Alternative, clean energy sources are rapidly expanding in cities, businesses and utilities across the country, and the establishment of a solar farm by BrightRidge is part of the national trend.

The Huffington Post reported in June that the number of U.S. cities pledging to go 100-percent renewable energy doubled last year, to at least 70, amid President Trump’s rollback of federal climate policies and regulations.

An additional 201 cities, representing more than 24 million people and 6.5 percent of the national electricity have endorsed the 100-percent clean energy goal, their policies to be developed in the months to come. That figure, too, the paper stated, doubled since last year.

The announcement of the new commitments was made at the 2018 Conference of Mayors, held earlier in June, in Boston.

As many sources, and officials at the deployment of the BrightRidge solar farm have noted, market forces are the principal drivers in these clean-energy investments. Rapid cost declines have made renewables the cheapest available source of new energy. They are good for industries’ bottom line, enhance (our) state’s economic development, and create high quality jobs. On that aspect, U.S. Department of Labor statistics show solar photovoltaic installers and wind turbine technicians to be the fastest growing among well-paying jobs in 2016.

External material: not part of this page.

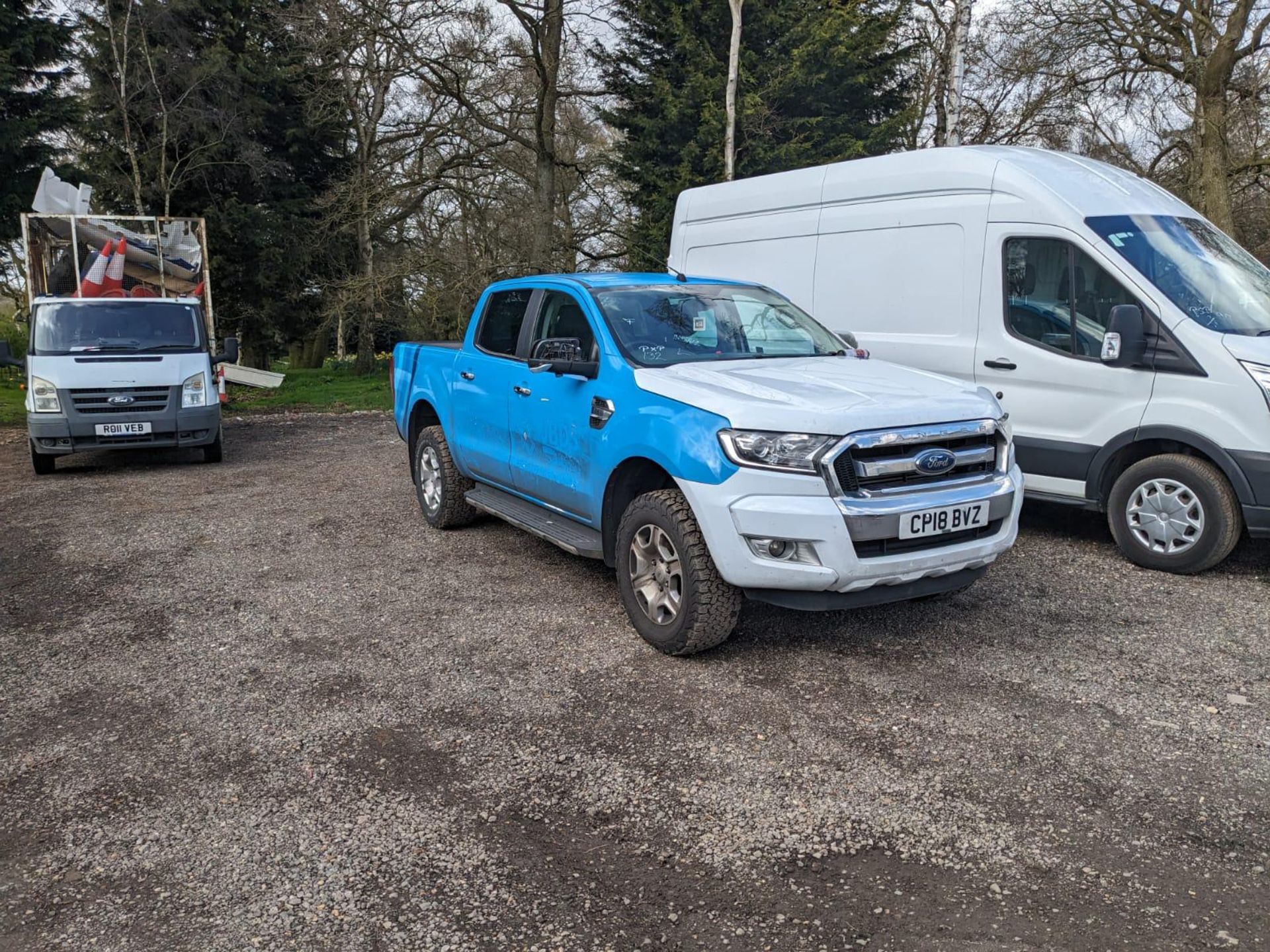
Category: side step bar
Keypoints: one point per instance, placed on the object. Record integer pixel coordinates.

Not that climate-change awareness, and dire need for action on it, isn’t among the motivating factors, for both the corporate world and the American public. A special issue of Scientific American this year reports on the Mars Company, its Snickers chocolate bars popular still, since 1911, but now a global business with 140 factories around the world. The company established a wind farm in Texas which generates 100 percent of the electricity demand for all its U.S. operations.

It also operates wind farms in Scotland and Mexico, plans to deploy such in China, India, and Australia, and installed a “solar garden” in Nevada which produces all electricity needed at its site there, on sunny days.

“Climate change, water scarcity and deforestation are serious threats to society,” states the company’s sustainability director, “and it is imperative that global businesses do their part to face down those threats.” After all, he says, “reducing our carbon footprint is good not only for the planet but also for our bottom line.”

More than 80 percent of 153 major corporations are reported to be actively pursuing or planning to purchase renewable energy over the next 2 to 10 years. Price may be the leading factor in their decision, and that of cities and other entities to transition to clean energy sources, but so is the desire to create a healthier planet in which to be successful in the future. It coincides with what a Forbes article indicates as one of the underlying drivers of this trend, “the broadening public awareness and support for renewables as an actionable solution to combat climate change, leading to increased … renewable energy demand from electricity suppliers.”

The Tennessee Valley Authority has a long way to go to catch up with this national trend, but the BrightRidge action is a highly positive development.